As legacy assets approach end-of-life and need replacement, and as the grid expands to support new construction and generation sites, designers are looking to equal or better the reliability of traditional technologies. Applying modern computing techniques, like hypervisors and redundant HSR/PRP networking architectures, will become necessary to deliver the required automation and data communication, while making deployment, operation, maintenance, and grid resilience optimized beyond the current state.

Substations are fundamental to grid operations, whether stepping up voltages to transmission levels, or stepping down voltages to sub-transmission and distribution levels. This article will focus on the distribution substations used to stepdown sub-transmission voltages to levels suitable for supply to pole- and pad-mounted distribution transformers(Figure 1), which in turn step down local distribution voltages to 120/240/480 VAC for industrial, commercial, and residential use.

Figure 1: Distribution substations step down sub-transmission voltages to local distribution levels, and perform many other automation, protection, and control functions.

In addition to traditional functions associated with outgoing power flows, distribution substations must now accommodate incoming power flows from DERs, greatly complicating operation. To address these and other issues, virtualization is now being used.

This technology allows multiple operating systems and associated applications to run simultaneously on a single hardware platform. Recent and forthcoming advances will allow these virtual machines (VMs) to provide the sub-millisecond response times required for even the most critical substation functions, such as protective relaying. 

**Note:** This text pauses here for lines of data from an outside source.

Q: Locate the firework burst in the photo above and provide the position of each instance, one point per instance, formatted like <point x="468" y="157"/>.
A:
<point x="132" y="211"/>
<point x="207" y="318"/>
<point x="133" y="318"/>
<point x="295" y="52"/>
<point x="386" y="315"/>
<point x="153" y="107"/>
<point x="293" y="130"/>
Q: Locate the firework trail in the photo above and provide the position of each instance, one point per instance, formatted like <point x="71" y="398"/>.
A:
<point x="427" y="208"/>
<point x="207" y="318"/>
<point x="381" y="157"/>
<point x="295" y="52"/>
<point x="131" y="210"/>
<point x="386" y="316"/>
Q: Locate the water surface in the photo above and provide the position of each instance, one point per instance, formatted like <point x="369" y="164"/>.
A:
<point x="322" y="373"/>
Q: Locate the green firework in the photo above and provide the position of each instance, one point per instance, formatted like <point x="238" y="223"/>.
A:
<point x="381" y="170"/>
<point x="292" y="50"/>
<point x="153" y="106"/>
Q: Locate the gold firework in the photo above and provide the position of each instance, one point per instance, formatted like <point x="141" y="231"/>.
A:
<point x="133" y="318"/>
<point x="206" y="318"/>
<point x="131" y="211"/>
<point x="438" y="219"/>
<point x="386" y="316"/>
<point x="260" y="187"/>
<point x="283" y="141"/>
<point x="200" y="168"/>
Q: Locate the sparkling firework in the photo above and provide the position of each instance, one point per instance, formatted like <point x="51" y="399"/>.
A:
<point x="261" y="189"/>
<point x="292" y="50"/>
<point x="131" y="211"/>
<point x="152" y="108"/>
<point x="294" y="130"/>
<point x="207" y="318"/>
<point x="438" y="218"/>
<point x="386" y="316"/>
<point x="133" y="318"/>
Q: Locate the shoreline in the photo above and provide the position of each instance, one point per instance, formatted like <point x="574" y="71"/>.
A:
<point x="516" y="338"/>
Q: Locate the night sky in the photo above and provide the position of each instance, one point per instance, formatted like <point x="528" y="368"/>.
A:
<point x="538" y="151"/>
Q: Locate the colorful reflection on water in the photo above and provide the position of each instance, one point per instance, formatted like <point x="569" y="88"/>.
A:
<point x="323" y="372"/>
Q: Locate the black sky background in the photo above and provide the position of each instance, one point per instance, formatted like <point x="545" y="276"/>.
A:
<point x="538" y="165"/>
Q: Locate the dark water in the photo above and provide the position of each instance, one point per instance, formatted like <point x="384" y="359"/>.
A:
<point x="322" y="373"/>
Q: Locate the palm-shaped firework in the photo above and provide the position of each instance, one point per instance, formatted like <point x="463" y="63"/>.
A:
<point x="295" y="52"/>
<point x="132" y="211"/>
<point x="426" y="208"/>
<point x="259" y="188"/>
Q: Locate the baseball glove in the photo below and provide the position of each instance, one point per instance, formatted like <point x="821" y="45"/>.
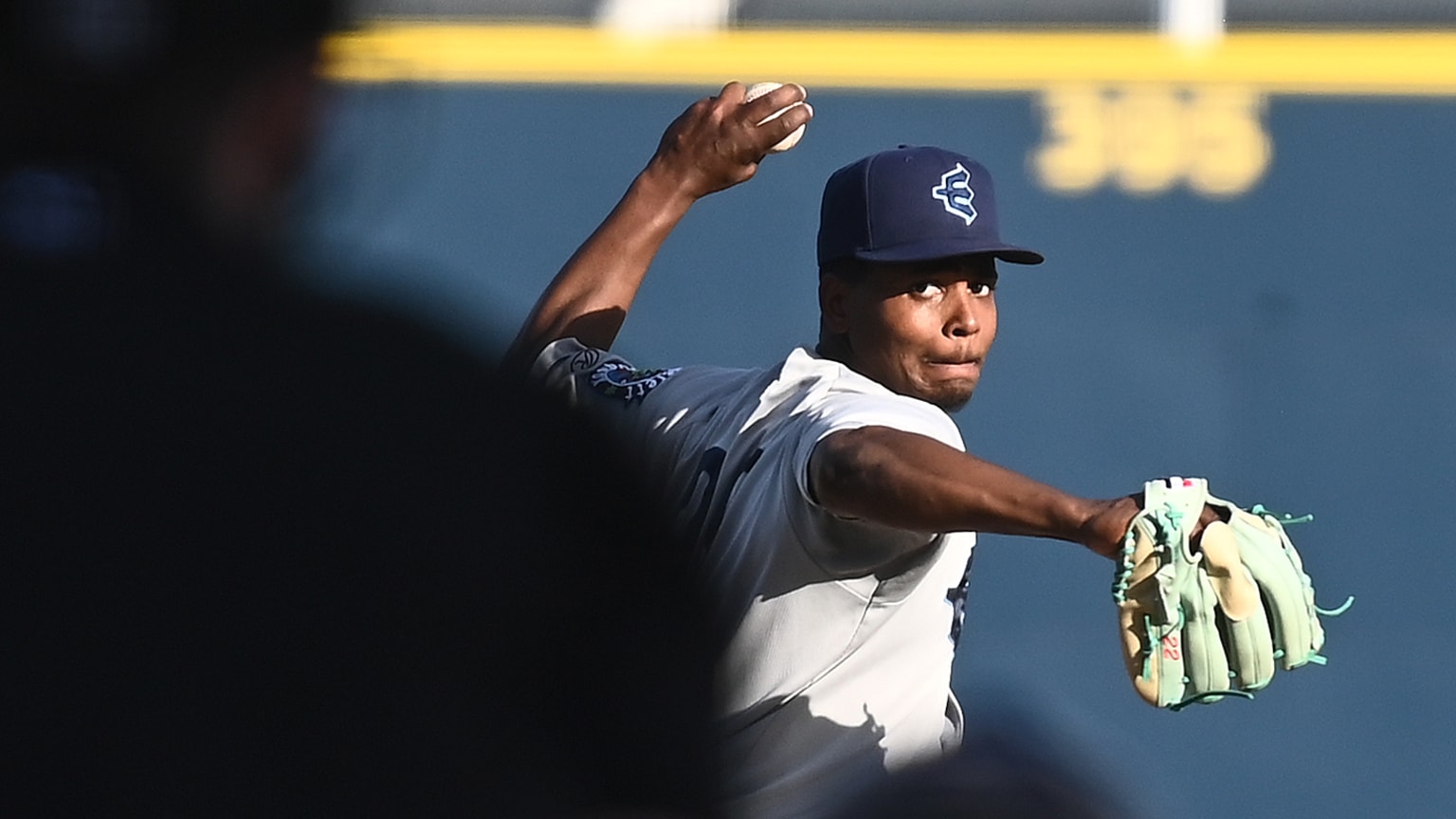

Well over 90% of the need is for modernizing and refurbishing existing assets, with new substations typically designed and built using modern technology.

Distribution Substation Devices

Many different types of devices are utilized to perform all the functions required in modern distribution substations(Figure 2).In addition to traditional functions associated with outgoing power flows, distribution substations must now accommodate incoming power flows from DERs, greatly complicating operation.

Figure 2: Distribution substation Level 0 devices are linked to a control center via a process and a station bus.

Figure 2 depicts some of these devices in a typical substation automation system (SAS), but there are many others, each of which performs one of two main functions:

  • Protection & Control: 100% real-time autonomous elements
  • Automation: command and control, with some real-time elements

Protection & control devices include intelligent electronic devices (IEDs) installed with circuit breakers to monitor their operation. Merging unit (MUs) collect multi-channel digital signal outputs from current and voltage transformers synchronously, and then transmit these signals using the IEC 61850-9 protocol to protective, metering, and control devices.

IEDs perform various functions, such as protective relaying, remote fault indication, monitoring and regulating power and voltage levels, automated switching of power from one source to another for bus transfers, and reclosing feeder lines after temporary faults.

Automation devices—such as PCs, routers, unmanaged/managed switches, programmable logic controllers, and human machine interfaces—are typically used to coordinate operation among protection and control devices, and to provide other required functionality, such as networking. All of these devices contain electronic hardware to control operation, and often host software to perform operations.

Ideally, all of these devices comply with the IEC 61850 standard protocols, a communication service that connects all the devices at Level 0, the servers at Level 1, and the clients at Level 2. Although this may be ideal, it is often not the case; nd even when it is, other communication and integration problems remain.

A typical distribution substation contains many of these devices supplied by a variety of vendors—each with proprietary electronic hardware, and often with their own operating systems and hosted software—raising a variety of operational and management issues.